Settlement in PSC investigation will make water system safer

The PSC's investigation of WV American Water's response to the 2014 chemical spill was resolved with a settlement among some of the parties.

The settlement has terms that improve the safety of the water system, many of which are things which we have  advocated for.

Advocates for a Safe Water System pushed for this investigation to happen, and we are confident that this outcome would not have been achieved without everyone who came out to show that the public was watching.

WV American Water committed to:

  • Install better chemical monitoring equipment at its intake
  • Install chemical monitoring equipment at 2 locations upstream of the intake to give advanced warning of a spill
  • Notify its parent company's chemistry experts within 30 minutes of a potential spill or contamination event (on Jan 9, this did not occur for several hours)
  • Provide more water storage to downtown Charleston 
  • Study the feasibility of a second intake and/or expanded storage capacity (in more detail than previously required by the legislature)
  • Increase production at the plant during cold weather (something which had not occurred in the days leading up to Jan 9, 2014)

We think these commitments are important steps towards a safe water system that need to be implemented. But we believe the investigatory process did not go far enough to allow the public to learn all of the lessons from this crisis.  Without fully understanding the lessons, it's impossible to say that these terms are sufficient.

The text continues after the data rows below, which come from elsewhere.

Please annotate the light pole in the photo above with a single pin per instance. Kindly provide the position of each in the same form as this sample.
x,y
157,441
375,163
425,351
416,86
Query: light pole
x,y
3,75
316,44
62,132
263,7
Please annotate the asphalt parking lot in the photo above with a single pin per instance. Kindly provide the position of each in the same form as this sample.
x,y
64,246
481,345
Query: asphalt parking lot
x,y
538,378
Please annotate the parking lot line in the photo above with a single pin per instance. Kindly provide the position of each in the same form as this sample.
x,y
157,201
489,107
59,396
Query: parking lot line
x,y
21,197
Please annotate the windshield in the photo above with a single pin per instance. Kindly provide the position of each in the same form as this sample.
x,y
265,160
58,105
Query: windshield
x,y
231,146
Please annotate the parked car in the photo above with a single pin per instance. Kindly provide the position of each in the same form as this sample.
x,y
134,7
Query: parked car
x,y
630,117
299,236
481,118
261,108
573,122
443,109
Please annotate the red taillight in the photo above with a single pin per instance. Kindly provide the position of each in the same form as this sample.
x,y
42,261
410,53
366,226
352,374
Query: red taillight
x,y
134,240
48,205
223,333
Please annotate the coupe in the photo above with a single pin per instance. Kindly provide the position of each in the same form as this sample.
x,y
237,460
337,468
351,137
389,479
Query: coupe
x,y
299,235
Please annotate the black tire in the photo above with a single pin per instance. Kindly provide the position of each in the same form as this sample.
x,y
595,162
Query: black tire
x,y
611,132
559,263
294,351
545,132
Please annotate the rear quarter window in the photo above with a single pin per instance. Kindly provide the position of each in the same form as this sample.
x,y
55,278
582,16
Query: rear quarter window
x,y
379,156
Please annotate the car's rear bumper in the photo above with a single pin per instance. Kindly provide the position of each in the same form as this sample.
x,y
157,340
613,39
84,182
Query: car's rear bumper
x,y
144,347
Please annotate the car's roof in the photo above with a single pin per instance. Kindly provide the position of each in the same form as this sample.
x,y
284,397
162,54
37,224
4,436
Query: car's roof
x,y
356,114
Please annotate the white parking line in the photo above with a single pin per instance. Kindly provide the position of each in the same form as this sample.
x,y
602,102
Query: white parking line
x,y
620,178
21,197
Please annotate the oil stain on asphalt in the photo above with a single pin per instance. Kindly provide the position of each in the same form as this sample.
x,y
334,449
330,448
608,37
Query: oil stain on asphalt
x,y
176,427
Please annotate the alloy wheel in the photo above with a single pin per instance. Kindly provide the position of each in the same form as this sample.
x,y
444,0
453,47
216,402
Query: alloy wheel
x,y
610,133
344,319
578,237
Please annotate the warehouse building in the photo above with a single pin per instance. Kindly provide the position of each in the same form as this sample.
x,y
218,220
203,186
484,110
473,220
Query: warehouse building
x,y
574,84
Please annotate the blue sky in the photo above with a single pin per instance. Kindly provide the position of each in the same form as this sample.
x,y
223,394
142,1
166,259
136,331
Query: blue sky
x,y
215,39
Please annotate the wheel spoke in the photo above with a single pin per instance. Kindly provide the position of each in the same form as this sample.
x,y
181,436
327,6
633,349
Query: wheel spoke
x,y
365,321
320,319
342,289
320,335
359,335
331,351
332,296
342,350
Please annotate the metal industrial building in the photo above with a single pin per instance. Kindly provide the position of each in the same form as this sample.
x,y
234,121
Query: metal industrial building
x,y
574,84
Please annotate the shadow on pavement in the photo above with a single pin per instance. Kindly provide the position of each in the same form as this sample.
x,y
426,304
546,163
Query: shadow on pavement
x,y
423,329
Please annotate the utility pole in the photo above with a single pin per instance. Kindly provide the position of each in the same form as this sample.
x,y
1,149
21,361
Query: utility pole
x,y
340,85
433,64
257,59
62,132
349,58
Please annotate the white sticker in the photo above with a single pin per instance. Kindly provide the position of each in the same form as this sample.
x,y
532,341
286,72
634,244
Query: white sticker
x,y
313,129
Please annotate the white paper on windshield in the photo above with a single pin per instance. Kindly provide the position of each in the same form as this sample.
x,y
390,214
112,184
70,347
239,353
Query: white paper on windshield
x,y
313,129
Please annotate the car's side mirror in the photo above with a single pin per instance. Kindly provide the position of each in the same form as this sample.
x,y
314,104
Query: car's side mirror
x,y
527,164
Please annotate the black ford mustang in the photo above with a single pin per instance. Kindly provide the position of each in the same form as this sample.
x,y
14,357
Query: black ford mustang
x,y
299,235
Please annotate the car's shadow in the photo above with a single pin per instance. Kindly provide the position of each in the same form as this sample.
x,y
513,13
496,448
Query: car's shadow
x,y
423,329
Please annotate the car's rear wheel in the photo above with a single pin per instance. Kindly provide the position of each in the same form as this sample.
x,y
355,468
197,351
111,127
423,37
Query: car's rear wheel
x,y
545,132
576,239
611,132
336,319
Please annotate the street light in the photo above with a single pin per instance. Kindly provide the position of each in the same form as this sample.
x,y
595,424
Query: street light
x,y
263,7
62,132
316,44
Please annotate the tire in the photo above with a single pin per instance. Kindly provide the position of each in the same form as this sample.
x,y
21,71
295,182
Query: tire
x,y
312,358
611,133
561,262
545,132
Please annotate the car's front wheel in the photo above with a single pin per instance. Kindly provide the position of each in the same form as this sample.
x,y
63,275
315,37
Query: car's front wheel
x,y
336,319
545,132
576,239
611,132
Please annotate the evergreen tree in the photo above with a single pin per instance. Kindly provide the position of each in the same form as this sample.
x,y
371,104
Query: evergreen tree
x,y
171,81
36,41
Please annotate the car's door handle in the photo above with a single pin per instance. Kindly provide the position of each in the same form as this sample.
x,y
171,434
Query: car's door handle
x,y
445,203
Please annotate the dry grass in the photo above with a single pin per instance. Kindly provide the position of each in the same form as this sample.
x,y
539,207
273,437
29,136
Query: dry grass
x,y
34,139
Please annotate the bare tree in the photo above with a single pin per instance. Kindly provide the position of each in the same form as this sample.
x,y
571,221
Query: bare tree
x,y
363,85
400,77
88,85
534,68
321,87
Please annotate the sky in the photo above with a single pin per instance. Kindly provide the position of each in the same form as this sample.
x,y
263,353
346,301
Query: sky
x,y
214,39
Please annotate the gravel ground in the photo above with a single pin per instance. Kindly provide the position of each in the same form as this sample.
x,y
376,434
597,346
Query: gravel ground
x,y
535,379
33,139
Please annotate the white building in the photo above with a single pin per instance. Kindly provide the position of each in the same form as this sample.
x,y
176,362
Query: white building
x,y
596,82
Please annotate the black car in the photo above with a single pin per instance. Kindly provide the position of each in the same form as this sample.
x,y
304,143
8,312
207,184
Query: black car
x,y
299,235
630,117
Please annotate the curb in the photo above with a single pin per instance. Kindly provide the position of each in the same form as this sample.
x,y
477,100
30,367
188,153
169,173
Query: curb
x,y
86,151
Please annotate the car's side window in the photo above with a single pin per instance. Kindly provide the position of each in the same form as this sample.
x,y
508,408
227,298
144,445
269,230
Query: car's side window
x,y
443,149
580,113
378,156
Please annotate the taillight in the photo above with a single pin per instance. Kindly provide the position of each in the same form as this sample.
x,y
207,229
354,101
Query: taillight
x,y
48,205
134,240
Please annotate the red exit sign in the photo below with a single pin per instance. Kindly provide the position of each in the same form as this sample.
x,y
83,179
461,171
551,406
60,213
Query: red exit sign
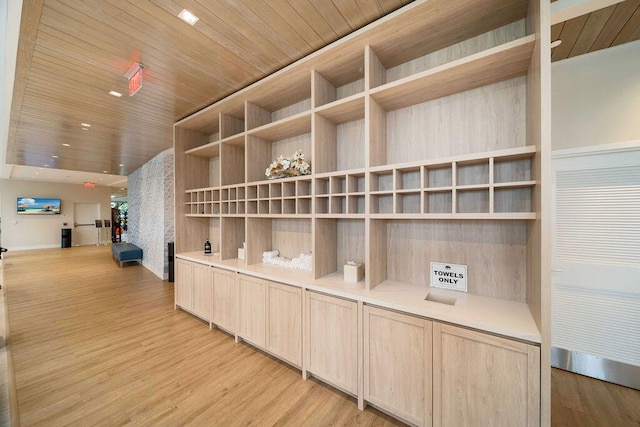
x,y
135,82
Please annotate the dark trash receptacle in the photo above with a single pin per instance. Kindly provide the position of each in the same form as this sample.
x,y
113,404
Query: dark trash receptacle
x,y
66,238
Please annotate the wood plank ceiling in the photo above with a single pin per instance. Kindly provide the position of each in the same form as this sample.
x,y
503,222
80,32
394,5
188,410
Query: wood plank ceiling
x,y
71,53
604,28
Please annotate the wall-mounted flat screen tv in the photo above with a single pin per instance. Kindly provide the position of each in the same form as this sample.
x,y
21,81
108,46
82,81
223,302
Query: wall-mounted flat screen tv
x,y
38,206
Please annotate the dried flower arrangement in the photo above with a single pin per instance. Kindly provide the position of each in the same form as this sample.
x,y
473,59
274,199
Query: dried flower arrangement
x,y
284,167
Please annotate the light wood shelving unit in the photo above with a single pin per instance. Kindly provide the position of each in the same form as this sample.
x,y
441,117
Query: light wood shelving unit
x,y
424,146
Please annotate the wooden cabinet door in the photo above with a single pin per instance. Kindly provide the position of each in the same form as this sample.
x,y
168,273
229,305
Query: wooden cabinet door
x,y
397,364
284,322
480,379
183,286
202,291
331,345
224,300
252,312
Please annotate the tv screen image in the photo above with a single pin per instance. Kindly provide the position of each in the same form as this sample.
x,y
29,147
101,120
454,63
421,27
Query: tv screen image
x,y
38,206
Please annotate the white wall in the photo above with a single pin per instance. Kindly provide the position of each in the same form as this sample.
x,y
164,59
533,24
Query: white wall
x,y
150,213
596,98
44,231
10,13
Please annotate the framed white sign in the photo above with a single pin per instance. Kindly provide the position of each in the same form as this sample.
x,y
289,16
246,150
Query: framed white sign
x,y
449,276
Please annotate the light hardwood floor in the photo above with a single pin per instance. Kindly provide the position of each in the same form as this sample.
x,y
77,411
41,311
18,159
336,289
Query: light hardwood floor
x,y
94,344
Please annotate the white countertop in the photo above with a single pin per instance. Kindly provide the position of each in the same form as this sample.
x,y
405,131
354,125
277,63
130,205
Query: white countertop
x,y
502,317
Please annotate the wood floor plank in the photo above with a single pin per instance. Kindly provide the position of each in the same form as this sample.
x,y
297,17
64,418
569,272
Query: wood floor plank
x,y
96,344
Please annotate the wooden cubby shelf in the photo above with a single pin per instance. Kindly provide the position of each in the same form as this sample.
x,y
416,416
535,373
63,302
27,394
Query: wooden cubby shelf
x,y
493,65
428,142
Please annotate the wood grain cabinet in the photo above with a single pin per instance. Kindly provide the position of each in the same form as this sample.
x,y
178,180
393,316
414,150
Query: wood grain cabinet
x,y
397,364
194,288
284,322
224,299
202,291
424,146
480,379
252,310
270,317
183,286
331,340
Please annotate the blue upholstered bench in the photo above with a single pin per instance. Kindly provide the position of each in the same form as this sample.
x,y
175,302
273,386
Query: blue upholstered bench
x,y
126,252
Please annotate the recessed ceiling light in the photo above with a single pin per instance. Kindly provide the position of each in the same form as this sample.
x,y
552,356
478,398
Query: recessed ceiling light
x,y
188,17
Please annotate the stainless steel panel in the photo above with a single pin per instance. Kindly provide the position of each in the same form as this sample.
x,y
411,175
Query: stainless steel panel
x,y
596,367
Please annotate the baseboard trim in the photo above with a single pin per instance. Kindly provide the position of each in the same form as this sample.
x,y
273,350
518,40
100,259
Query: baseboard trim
x,y
596,367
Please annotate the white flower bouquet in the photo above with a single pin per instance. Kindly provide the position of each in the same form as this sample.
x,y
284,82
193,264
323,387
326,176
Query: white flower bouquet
x,y
284,167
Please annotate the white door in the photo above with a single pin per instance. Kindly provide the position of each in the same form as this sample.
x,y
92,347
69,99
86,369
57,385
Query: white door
x,y
84,230
596,258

Our challenge has been that every step of this process has highlighted deficiencies in the regulatory process in terms of getting information into the public domain and ensuring accountability from the water company.  We had to fight multiple times to keep the scope of the investigation from being narrowed. We also struggled to bring into this investigation information which had been developed for two years in the federal court case. And, even had the technical hearing gone forward, it was not clear whether we would have been allowed to cross-examine the water company operators who had operated the system on January 9, 2014.

In the end, this case settled because parties believed that this was a better outcome than would have been ordered by the Public Service Commission. We agree with this assessment - and we are disappointed that we have a regulatory system that forces us to choose between a safer water system and public transparency.

We will continue to fight for a public water system that will be more transparent and accountable to the public.